Four researchers followed the case histories of over 4,700 civilian workers (approximately 300 of whom were women) at a U.S. Coast Guard shipyard between the start of 1950 through the end of 1964 and then followed up through December of 2001. The researchers evaluated the work histories of all subjects in terms of job descriptions and likelihood of exposure to harmful substances. Standardized Mortality Ratios, or SMRs, were calculated based on the state’s total population and adjusted for factors such as age, gender and ethnicity. SMRs are a method of calculating death rates that is commonly used by researchers in a variety of fields. It compares the death rate among a specific population to that of a general population.
This general population death rate is expressed as being equal to 1.0; therefore, a number such as 1.04 means that deaths among the specific population due to a given cause was 4% higher than that among the general population. The results of the NCI study showed that deaths due to all asbestos-related diseases among the shipyard workers were 8% greater than that of the population at large. Except for mesothelioma, however, there was no connection between the length of employment and an increase in the incidence of disease. Shipfitters, welders and cutters were those who experienced the highest mortality rates.
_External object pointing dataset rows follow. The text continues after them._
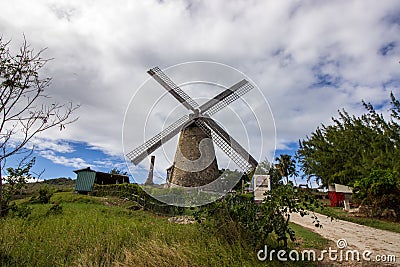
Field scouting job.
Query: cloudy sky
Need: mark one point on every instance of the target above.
(308, 58)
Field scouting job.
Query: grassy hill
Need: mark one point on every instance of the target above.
(99, 231)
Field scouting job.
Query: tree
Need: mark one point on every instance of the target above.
(286, 166)
(25, 109)
(118, 171)
(379, 191)
(352, 147)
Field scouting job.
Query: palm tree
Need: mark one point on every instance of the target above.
(286, 166)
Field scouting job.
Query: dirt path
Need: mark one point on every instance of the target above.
(359, 237)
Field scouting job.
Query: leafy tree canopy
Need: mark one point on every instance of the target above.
(349, 149)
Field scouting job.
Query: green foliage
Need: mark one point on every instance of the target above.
(21, 211)
(135, 193)
(44, 196)
(350, 148)
(286, 166)
(118, 171)
(55, 209)
(16, 179)
(380, 190)
(258, 222)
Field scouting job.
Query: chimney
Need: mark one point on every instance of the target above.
(149, 180)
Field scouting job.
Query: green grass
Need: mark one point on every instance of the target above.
(309, 239)
(339, 213)
(102, 232)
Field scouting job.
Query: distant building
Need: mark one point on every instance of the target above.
(86, 178)
(340, 195)
(261, 184)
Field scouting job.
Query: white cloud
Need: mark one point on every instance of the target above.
(62, 160)
(291, 49)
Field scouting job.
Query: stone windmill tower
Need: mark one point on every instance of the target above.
(195, 163)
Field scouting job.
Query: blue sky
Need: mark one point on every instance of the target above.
(308, 58)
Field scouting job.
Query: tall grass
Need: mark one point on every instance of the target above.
(88, 233)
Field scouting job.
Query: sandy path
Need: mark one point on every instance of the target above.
(359, 237)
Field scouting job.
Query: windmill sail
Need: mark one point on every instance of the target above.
(172, 88)
(229, 145)
(226, 97)
(142, 151)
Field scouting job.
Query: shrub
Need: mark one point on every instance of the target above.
(380, 191)
(55, 209)
(44, 196)
(238, 216)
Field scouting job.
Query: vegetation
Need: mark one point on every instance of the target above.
(286, 166)
(24, 108)
(362, 152)
(271, 218)
(339, 213)
(89, 231)
(16, 180)
(352, 147)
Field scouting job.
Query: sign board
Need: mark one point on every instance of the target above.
(261, 184)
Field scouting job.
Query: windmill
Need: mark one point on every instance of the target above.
(195, 163)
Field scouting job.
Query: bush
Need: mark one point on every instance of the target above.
(44, 196)
(238, 216)
(55, 209)
(379, 191)
(21, 211)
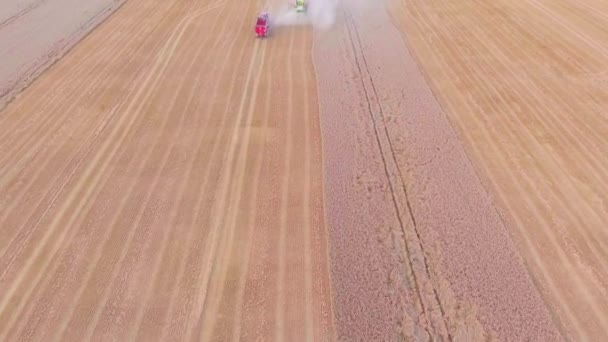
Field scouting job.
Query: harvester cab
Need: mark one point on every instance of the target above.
(300, 5)
(262, 25)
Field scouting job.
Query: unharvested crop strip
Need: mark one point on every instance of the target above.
(385, 163)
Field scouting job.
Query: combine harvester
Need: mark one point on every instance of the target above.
(262, 24)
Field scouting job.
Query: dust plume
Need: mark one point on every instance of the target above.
(321, 14)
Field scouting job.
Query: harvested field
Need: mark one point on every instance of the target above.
(526, 85)
(422, 170)
(153, 184)
(35, 33)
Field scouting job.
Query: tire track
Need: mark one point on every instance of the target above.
(182, 188)
(215, 235)
(546, 230)
(254, 200)
(28, 188)
(389, 157)
(280, 279)
(207, 318)
(157, 71)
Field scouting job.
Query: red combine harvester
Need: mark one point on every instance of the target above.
(262, 25)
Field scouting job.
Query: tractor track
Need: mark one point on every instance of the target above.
(388, 153)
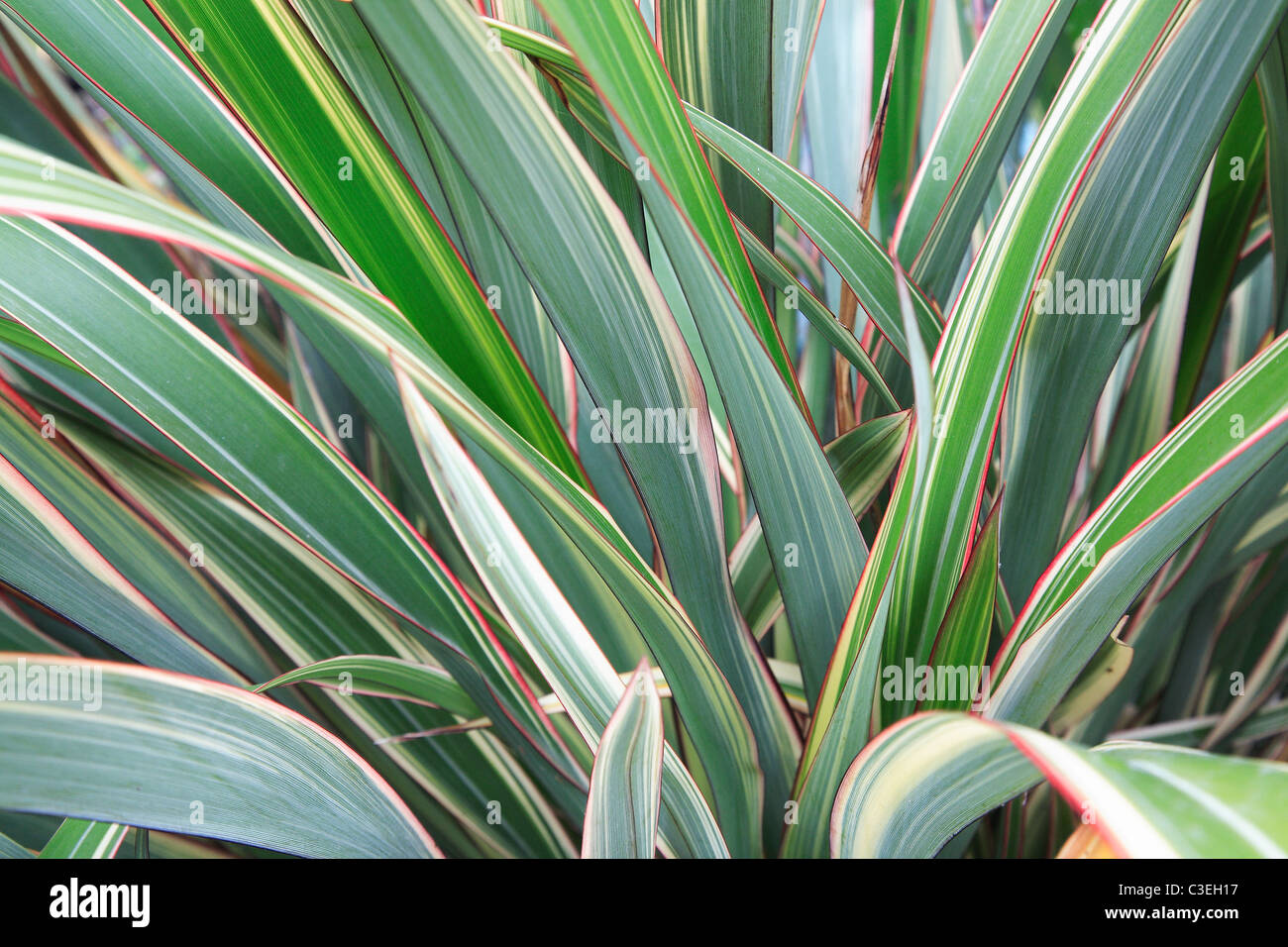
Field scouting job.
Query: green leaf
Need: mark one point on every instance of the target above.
(928, 777)
(258, 55)
(961, 159)
(194, 757)
(584, 261)
(626, 783)
(77, 838)
(1157, 506)
(553, 634)
(382, 677)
The researchers concluded that their results were small, but significant, and were “probably related to asbestos exposure.” Asbestos was used extensively in ship construction, particularly after the S.S. Morro Castle disaster in September of 1934. The use of asbestos insulation throughout sea-going vessels was common until 1980. Conditions below decks resulted in concentrated exposure to asbestos fibers among a variety of marine workers, as there was very little ventilation; nor were these workers afforded protection from asbestos hazards.